Andrea Bruno (11 January 1931 – 6 July 2025) was an Italian architect who specialised in conserving historic sites and museums.

== Life and career ==
Bruno completed his studies at the Architectural Faculty of the Istituto tecnico in Turin in 1956. He specialised in the field of architectural conservation of historic buildings, museums and public sites. Among the projects led by Bruno are the Castle of Rivoli, Bagrati Cathedral, the Museum of Modern Art in Rivoli, the Faculty of Economics at the University of Turin, the theatre Les Brigittines in Brussels, and the Château de Lichtenberg in France.

Bruno was a consultant for UNESCO beginning in 1974 on several missions in the Middle East and in Europe.
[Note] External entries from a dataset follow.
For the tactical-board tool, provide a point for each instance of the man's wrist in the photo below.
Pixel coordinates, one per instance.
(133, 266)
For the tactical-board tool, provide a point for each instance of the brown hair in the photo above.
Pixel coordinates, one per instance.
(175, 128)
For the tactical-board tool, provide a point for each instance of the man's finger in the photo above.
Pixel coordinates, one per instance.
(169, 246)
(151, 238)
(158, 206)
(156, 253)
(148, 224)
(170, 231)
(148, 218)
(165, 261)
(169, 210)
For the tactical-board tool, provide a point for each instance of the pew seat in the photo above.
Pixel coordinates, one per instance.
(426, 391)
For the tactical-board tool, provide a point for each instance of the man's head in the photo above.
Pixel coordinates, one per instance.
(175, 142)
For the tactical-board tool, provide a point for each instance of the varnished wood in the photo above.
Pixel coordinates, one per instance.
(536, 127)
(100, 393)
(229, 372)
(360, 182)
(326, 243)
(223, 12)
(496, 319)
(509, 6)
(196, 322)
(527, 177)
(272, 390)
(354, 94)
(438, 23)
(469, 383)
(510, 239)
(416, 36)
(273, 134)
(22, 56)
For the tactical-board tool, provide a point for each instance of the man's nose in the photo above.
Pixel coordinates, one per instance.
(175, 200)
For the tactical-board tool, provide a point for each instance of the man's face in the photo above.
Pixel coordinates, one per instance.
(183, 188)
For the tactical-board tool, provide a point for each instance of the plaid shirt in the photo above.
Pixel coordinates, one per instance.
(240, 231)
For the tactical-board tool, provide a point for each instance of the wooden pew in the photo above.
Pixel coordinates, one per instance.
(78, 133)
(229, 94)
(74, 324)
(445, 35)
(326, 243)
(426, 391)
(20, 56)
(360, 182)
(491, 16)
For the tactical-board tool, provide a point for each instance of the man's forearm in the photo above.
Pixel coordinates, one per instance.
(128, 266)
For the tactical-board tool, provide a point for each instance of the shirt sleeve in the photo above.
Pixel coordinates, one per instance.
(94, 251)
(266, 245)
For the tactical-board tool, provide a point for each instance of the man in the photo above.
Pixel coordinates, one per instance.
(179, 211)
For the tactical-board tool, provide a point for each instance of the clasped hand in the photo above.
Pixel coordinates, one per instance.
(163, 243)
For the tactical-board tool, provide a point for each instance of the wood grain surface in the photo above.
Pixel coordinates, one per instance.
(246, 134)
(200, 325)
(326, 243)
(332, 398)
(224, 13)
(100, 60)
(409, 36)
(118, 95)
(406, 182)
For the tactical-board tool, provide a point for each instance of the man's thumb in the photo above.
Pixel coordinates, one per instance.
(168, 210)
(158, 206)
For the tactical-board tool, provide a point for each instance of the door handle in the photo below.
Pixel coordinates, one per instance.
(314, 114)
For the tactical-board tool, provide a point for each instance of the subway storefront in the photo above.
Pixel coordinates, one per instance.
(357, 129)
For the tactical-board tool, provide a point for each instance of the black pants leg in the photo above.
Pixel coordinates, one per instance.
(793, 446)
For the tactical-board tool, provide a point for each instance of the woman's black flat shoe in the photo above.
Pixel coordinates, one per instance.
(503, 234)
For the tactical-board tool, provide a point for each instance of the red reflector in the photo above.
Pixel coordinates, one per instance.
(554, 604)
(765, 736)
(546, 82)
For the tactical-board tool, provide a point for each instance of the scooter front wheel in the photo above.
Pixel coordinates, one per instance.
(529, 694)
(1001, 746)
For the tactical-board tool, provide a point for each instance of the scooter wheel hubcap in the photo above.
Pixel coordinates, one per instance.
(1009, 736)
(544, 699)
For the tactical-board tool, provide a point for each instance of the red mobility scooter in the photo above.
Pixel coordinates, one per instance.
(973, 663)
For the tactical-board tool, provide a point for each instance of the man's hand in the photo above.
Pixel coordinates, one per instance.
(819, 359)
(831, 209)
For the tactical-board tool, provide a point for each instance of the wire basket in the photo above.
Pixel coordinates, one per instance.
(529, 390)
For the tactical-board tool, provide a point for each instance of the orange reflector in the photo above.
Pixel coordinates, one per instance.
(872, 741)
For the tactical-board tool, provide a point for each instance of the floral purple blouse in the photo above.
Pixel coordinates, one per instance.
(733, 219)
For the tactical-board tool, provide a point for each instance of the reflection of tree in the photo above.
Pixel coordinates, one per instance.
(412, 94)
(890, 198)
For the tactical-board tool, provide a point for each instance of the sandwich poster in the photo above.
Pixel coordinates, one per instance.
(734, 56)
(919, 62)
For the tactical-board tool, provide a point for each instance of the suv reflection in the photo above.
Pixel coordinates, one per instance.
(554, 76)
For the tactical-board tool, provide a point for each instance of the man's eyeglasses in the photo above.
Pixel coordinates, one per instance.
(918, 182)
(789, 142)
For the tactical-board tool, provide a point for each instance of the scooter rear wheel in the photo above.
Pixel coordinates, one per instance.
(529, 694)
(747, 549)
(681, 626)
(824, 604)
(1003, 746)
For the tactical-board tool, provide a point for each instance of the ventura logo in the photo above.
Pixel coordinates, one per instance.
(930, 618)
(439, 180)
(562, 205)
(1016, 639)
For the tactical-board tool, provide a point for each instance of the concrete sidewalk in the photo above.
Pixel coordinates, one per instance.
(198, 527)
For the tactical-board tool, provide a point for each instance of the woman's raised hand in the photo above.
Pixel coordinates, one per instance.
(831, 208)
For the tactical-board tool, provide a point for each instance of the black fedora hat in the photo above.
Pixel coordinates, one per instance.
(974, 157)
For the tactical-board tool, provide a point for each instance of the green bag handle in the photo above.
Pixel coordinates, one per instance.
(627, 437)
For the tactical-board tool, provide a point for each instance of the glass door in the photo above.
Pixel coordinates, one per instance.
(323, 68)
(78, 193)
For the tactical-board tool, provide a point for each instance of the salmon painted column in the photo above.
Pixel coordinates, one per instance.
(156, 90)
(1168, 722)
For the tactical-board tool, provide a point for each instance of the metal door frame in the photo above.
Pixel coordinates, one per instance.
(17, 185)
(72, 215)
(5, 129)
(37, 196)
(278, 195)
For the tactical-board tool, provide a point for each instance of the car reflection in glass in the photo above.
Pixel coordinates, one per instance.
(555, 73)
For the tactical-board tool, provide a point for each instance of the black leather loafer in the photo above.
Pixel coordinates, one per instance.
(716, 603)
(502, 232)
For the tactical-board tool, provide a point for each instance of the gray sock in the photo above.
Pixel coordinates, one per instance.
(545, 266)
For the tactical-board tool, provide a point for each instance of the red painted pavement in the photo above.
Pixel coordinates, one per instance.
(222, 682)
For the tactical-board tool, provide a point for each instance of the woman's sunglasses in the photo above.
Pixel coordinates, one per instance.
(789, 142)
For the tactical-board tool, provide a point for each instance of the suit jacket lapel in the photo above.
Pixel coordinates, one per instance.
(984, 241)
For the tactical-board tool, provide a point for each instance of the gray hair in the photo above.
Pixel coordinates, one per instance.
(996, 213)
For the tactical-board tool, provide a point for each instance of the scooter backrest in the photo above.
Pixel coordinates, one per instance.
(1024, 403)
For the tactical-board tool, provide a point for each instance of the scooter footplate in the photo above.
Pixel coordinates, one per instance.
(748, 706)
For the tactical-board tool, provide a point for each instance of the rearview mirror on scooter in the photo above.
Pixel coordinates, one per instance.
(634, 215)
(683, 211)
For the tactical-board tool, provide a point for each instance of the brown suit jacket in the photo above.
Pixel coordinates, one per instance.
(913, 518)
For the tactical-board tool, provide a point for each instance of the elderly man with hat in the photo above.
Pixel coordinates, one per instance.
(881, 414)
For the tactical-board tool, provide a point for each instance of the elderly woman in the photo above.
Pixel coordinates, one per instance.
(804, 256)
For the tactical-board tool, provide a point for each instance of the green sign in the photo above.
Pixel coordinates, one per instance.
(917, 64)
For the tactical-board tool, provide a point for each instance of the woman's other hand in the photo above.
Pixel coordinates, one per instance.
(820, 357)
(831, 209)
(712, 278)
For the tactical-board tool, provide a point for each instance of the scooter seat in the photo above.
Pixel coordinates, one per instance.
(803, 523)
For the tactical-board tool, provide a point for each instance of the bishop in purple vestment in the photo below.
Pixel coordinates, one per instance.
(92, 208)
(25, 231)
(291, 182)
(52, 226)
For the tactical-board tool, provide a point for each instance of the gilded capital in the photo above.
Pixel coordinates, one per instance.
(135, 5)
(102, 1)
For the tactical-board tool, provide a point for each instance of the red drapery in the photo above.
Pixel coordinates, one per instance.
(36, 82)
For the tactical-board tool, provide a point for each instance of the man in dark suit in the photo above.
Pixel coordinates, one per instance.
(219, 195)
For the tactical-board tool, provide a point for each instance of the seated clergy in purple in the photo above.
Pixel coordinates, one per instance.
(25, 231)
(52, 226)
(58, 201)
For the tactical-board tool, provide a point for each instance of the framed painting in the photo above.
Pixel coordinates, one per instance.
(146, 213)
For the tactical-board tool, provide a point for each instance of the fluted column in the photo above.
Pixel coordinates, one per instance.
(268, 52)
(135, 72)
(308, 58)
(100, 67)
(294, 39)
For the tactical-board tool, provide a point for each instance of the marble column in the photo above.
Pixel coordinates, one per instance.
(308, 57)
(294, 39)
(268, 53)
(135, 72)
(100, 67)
Bruno died on 6 July 2025, at the age of 94.

== Exhibitions ==
- Architetture nel tempo, Castello Cinquecentesco, Italy (2003).
- Fare, disfare, rifare architettura, Venice, Italy (2014).
- Designing the existent – from the Castle of Rivoli to the Bagarati Cathedral (2015).

== Works ==
- Museum of Nothing, The archeological museum of Maa-Palaiokastro, Coral Bay, Paphos, Cyprus (1987).

== Publications ==
- The citadel and the minarets of Herat, Afghanistan, Turin, Sirea, 1976.
- Il castello di Rivoli. 1734-1984, storia di un recupero, Turin, U. Allemandi, 1984.
- Architetture tra conservazione e riuso. Progetti e realizzazioni di Andrea Bruno a Torino, Milan, Lybra immagine, 1996.
- Il Castello di Grinzane Cavour. Un'architettura fortificata tra le vigne di Langa, (with Luigi Cabutto and Giulio Parusso), Alba, Ordine dei cavalieri del tartufo e dei vini di Alba, 2000.
- Museo della Lambretta. Storia e memoria, territorio e paesaggio, Soveria Mannelli, Calabria Letteraria, 2007.